Building Shiny Apps with Rvest

Building Shiny Apps with Rvest

What are Shiny and Rvest?

In this project I wanted to walk through how to make a beginner-to-intermediate Shiny application incorporating elements of the rvest package. The goal of this project will be to provide a framework for building a shiny app, scraping the IMDB database for the top 50 movies of all time by user rating and reporting on some simple visuals.

For those not familiar with Shiny applications or the shiny library, Shiny is a free-to-use package developed and maintained by RStudio that provides R users some really nice options for making interactive visuals and displays that typically might require levels of programming outside the typical R-user wheelhouse (think: Java, JavaScript, PHP, HTML, etc.). I wouldn’t say building a Shiny application or dashboard qualifies someone as a software developer, but I will say that it’s a wonderful, if not essential, tool for data scientists and analysts. The important metric of individuals in these roles is in the end result, and that’s where Shiny excels by enabling R users the ability to easily construct tools for colleagues and peers.

rvest is a part of the tidyverse library and is similar to beautifulsoup Python enthusiasts. The purpose of rvest is to enable HTML/XML parsing and “scraping” of web page elements. These elements all have specific identities that are accessible using various tools, but for this project I am going to use Select Gadget; a simple Google Chrome extension that allows for easy point-and-click retrieval of HTML elements. Check out examples of the Selector Gadget in action to understand how I retrieve some of my HTML elements.

Hang on this sounds more like a tutorial than a project…

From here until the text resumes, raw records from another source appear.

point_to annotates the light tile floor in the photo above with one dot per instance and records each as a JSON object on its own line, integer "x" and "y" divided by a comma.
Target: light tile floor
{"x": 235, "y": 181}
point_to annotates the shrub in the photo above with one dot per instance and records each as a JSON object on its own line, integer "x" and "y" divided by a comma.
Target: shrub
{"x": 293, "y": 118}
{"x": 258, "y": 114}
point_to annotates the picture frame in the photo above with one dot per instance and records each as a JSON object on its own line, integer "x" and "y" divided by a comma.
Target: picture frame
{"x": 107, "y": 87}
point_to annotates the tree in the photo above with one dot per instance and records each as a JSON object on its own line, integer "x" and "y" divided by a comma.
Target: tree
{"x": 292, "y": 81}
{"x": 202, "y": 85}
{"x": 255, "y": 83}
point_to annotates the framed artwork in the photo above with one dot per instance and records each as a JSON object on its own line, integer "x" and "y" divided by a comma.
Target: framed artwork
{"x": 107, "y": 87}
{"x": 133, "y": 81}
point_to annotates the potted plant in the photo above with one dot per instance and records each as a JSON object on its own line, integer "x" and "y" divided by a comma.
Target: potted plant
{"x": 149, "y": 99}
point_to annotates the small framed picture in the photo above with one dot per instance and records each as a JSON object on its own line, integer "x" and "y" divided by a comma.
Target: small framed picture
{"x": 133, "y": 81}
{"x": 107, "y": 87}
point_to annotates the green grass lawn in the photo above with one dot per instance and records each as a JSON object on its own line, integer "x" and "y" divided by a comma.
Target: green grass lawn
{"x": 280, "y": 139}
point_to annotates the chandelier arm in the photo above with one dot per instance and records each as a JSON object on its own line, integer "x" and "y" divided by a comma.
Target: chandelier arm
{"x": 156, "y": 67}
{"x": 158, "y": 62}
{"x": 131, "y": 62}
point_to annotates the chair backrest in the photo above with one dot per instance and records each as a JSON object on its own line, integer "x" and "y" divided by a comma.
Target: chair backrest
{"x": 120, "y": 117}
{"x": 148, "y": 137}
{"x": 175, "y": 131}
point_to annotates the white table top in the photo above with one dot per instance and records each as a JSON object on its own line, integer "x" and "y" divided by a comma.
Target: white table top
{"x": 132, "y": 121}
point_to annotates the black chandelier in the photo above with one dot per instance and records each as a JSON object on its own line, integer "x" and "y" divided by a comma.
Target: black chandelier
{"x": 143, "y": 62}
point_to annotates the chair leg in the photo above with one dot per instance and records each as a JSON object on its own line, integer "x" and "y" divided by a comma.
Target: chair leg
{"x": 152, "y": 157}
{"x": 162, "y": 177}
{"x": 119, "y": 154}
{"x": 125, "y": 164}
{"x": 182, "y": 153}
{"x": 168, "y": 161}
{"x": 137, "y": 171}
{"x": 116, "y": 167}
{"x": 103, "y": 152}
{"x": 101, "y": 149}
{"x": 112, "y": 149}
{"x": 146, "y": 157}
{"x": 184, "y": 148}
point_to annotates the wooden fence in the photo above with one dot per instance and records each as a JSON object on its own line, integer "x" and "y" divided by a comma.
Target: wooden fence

I struggled a bit to figure out if I wanted to place this in the tutorials section of this site or in projects, but in the end I selected the projects section because this was largely a self-undertaking to understand Shiny and rvest to produce a product. But I highly encourage new users of these packages to lean on this as a tutorial for their own use!

Creating the Shiny App

For anyone who’s never created a Shiny application, RStudio makes it pretty friendly and intuitive (makes sense, the company did make it after all). Simply click the following series of commands from the toolbar in the RStudio IDE:

Shiny App Location

Then simply follow the GUI prompt with an application name and file location:

Shiny App Location

How to choose between “Single App” and “Multiple File?” In the end it depends on each project and, in my opinion, comes more down to individual style and need for tidy scripting than anything else. Both file extensions (“.app” or the combination “ui.r”/“server.r”) are readable by R as an indicator for Shiny deployment. “.app” is what I chose for this project since it is not overwhelmingly complex, and can be assumed “.app” supplies the contents of the multiple file in a single script.

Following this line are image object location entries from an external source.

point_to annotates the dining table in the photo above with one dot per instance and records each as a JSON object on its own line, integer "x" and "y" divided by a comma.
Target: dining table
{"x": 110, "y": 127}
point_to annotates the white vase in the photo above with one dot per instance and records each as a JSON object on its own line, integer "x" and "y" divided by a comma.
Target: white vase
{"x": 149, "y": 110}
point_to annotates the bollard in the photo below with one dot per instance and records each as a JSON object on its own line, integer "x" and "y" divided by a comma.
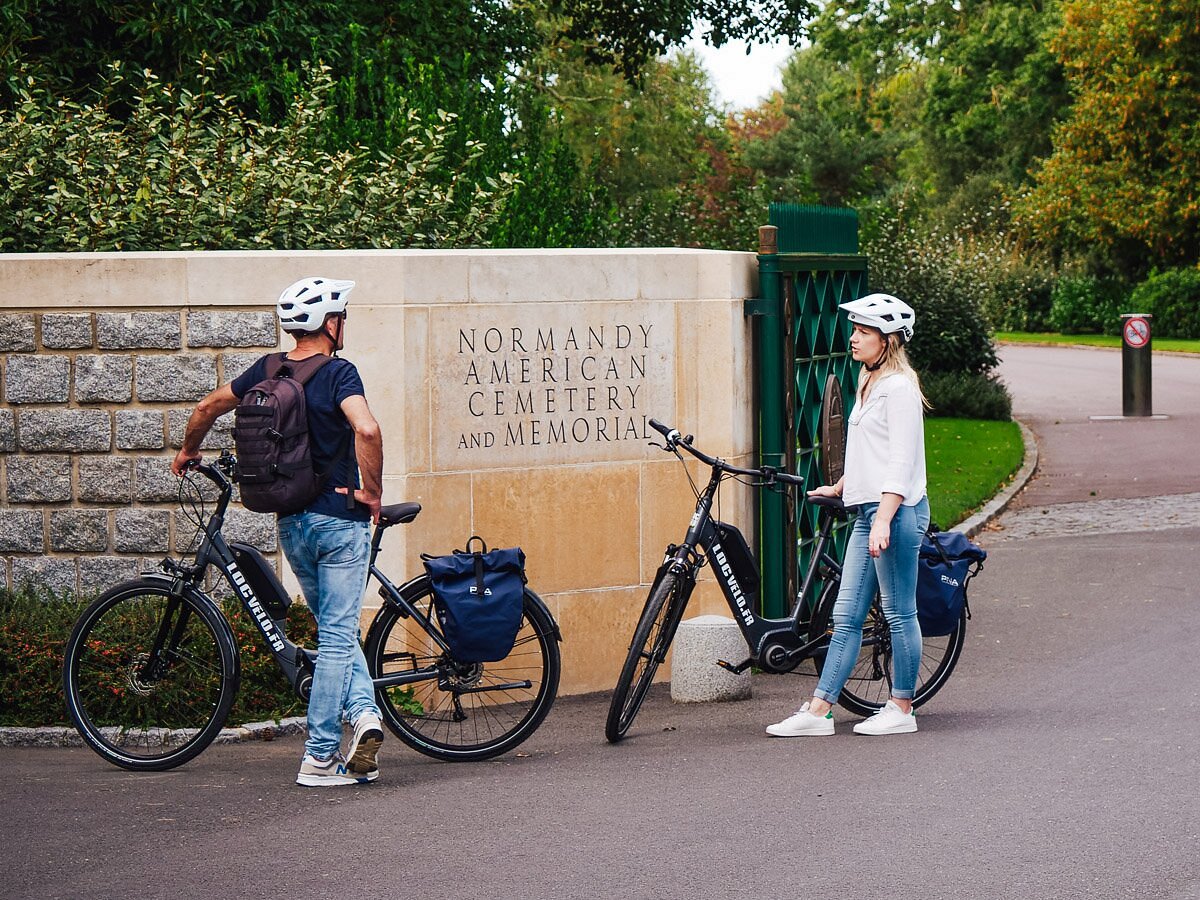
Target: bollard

When creating a Shiny app there are two main components that wrap the application: ui and server. ui controls all user interface functions while server supplies all of the functionality needed for them to work. The most alien part of working with Shiny apps for new users is likely to be the idea of “reactive” coding and treating the app like a dynamic program. Without going too into specifics, I think that parallels can be drawn between reactive coding and the use of “parameterization” which I go through in my RMarkdown tutorial and RMarkdown project. Static declarations of variables which could typically be called during the debugging or initial construction phases become inaccessible until dynamic rendering.

Necessary Libraries

Note for any viewers following along, the following libraries will be utilized in the creation of this application:

library(shiny)
library(tidyverse)
library(rvest)
library(knitr)
library(kableExtra)
library(highcharter)
library(viridisLite)

Grabbing Data with rvest

On the IMDB page there are a number of elements I want to grab but to start off I want to look into the top 50 movie ratings on the 1-10 scale by users. As shown below, when using the Selector Gadget, I can point and click on the HTML element I want and it will deliver to me two views displaying “div strong”. div strong is what I want to scrape from this page.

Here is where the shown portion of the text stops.